Я хотел сделать ему самое резкое замечание, но, увидав его, остановился. При первом взгляде на него я заметил, что он был бледнее обыкновенного и очень растерян, — глазки его блуждали, в движениях было заметно беспокойство, а в волосах его головы торчали стебельки сухой соломы и колоски. Такие же стебельки и колосья пристали и к его платью. Он был как маленький Лир, только что переживший грозу и впечатления непонятного видения, сильно отразившегося в его душе и истолкованного ею в особенном, свойственном ее настроению смысле.
Я посмотрел на него и значительно смягчил тон своих замечаний, огранича их простым вопросом:
— Где был ты?
— Там, — отвечал он глухо и потерянно, кидая в уголок на стул свою шляпу.
— Неужто тебе хотелось играть?
Он в ответ только покачал головою и тут же сразу стал прощаться с матерью.
Оба они не оказали никакой тревоги, и мне было больно, больно…
Мы уехали.
Это был уже вечер; солнце совсем садилось; вечер был тихий” на душе у меня была тоска невыносимая.

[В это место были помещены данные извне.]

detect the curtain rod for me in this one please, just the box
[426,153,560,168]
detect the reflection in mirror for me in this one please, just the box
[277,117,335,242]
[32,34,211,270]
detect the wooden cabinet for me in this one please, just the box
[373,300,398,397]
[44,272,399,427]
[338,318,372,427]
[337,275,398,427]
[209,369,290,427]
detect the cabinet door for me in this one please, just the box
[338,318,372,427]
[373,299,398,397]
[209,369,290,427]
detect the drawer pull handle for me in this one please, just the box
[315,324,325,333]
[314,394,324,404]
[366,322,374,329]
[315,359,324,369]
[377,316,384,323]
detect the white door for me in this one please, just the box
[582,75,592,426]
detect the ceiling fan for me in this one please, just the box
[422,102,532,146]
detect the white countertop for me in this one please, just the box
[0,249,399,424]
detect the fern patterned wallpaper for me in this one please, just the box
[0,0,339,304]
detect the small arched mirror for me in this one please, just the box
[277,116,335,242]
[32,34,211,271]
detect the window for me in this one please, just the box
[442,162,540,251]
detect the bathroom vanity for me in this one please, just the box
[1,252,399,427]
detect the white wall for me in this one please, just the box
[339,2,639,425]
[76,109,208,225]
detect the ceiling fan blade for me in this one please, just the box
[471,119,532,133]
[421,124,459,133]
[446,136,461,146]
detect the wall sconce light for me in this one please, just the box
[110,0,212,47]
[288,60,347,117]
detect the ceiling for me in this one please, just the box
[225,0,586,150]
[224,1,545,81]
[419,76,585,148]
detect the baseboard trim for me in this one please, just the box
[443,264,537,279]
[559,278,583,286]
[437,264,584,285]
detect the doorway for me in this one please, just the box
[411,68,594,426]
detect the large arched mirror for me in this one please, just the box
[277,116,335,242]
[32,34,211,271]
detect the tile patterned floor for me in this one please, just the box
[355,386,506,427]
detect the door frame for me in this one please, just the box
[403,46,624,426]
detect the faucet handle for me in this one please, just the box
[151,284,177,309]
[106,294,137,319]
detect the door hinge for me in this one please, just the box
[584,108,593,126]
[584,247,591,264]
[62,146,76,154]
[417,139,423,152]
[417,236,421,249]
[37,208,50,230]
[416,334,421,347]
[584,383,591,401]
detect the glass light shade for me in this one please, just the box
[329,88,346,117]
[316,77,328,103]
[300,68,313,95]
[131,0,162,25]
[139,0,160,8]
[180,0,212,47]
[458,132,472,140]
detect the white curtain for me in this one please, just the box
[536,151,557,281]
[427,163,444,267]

На повороте из улицы, в которой мы все вместе так долго прожили, ребенок оглянулся, снял шляпу и сказал:
— Прощай!
И с этим он схватил мою руку и крепко, крепко ко мне прижался как бы хотел этим сказать, что теперь мы только двое.
Вещи наши были уже на дворе у нашей одинокой квартиры, — началась вноска, и мы оба приняли в ней самое живое участие, — оба старались этой работою заглушить снедавшую нас тревожную тоску.
Наконец все было кое-как установлено; люди отпущены, служанка нам поставила чай, и мы двое сели к столу.
Это был уже совсем вечер, требовавший огневого освещения, которое и было устроено кое-как. Служанка зажгла наскоро в разных комнатах два свечные огарка в разнокалиберных подсвечниках да свою кухонную лампу с небольшим остатком керосина и пошла за своею кумою — звать ее, чтобы она пришла помочь нам завтра убраться. Пошла на минуту, но, как водится, застряла: мы отпили чай, а ее не было, а между тем лампа наша вдруг стала гаснуть. Я встал из-за стола, чтобы взять из другой комнаты свечу, но, к удивлению моему и неудовольствию, увидел, что обе свечи, освещавшие комнаты, еще ранее догорели и погасли.